Na prática, o projeto de lei permite a redução de penas de condenados por atos golpistas, incluindo os ataques de 8 de janeiro de 2023. Na lista de possíveis beneficiados, está o ex-presidente Jair Bolsonaro (PL).
A reunião do Congresso ocorre um dia após uma derrota histórica do governo no parlamento, já que o Senado rejeitou nesta terça (29) a indicação, feita por Lula, de Jorge Messias, atual advogado-geral da União (AGU), para ser ministro do Supremo Tribunal Federal (STF).
Messias é rejeitado pelo Senado para o STF
Projeto do Congresso
O Congresso aprovou o que ficou conhecido como PL da Dosimetria em dezembro do ano passado.
Imediatamente, o presidente Lula prometeu que vetaria a medida, o que fez em 8 de janeiro deste ano- dois anos após os atos de vandalismo. Agora, o parlamento tem a prerrogativa de negar a decisão de Lula, ou seja, derrubar o veto e possibilitar que a diminuição das punições vire lei.
Para derrubada do veto, serão necessários 257 votos de deputados e mais 41 votos de senadores.
A tendência é que a oposição ao governo Lula atinja o número suficiente para tornar lei a redução das penas. Pois, na aprovação original do projeto, a Câmara registrou 291 votos a favor e 148 votos contra, além de 1 abstenção; e o Senado 48 votos favoráveis, 25 contrários e um senador se absteve.
Caso de Jair Bolsonaro
Bolsonaro está há pouco mais de um mês em prisão domiciliar por questões de saúde.
Mas, em tese, segue em regime fechado, pois foi condenado a 27 anos e três meses de prisão por tentativa de golpe. Segundo a Vara de Execuções Penais do Distrito Federal, ele só poderá passar do regime fechado para o semiaberto dentro de sete anos, em 2033.

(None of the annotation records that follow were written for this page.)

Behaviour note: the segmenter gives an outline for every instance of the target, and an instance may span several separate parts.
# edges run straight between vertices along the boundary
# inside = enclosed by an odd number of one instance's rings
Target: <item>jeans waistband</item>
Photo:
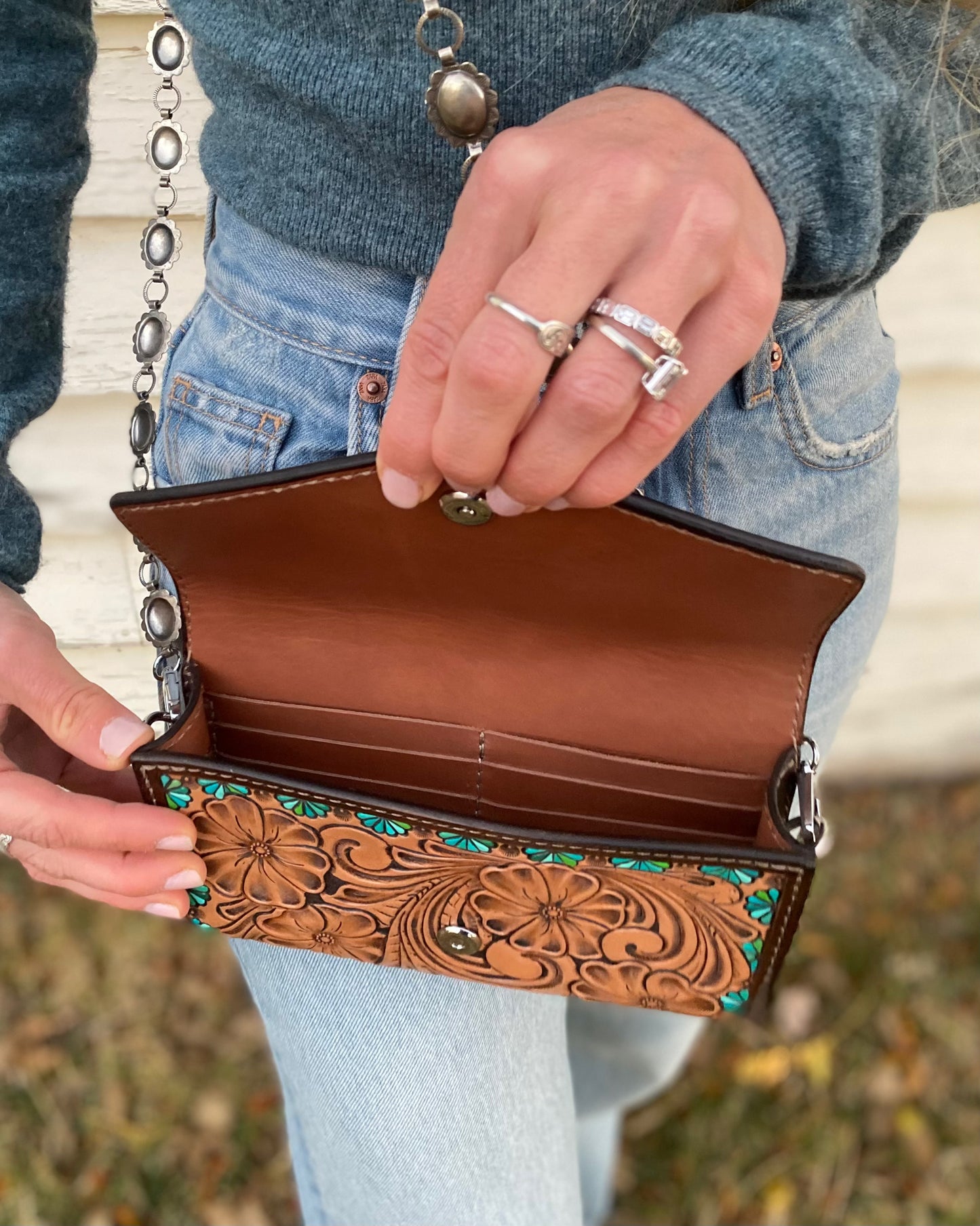
[[[283,243],[222,201],[206,251],[206,289],[287,343],[392,365],[417,281]]]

Especialistas estimam que, se o PL da Dosimetria virar lei, o ex-presidente tem chance de migrar de regime em um prazo menor, que varia entre dois e quatro anos.
Isso porque o texto impede a soma de dois crimes:
abolição violenta do Estado Democrático de Direito, com pena de 4 a 8 anos de prisão;
golpe de Estado, com pena de 4 a 12 anos.
➡️Pela medida, vale a pena do crime mais grave — golpe de estado —, acrescida de um sexto até a metade.
➡️O projeto também prevê redução da pena de um a dois terços quando os crimes ocorrerem em contexto de multidão, desde que o réu não tenha financiado os atos nem exercido papel de liderança.
Caberá ao STF recalcular as punições de cada um dos réus.
Para isso, a corte precisará ser provocada, por exemplo, pela defesa de algum dos condenados, pelo Ministério Público ou até por um ministro da corte, que seja relator de um dos casos da tentativa de golpe. Portanto, a redução de pena não será automática.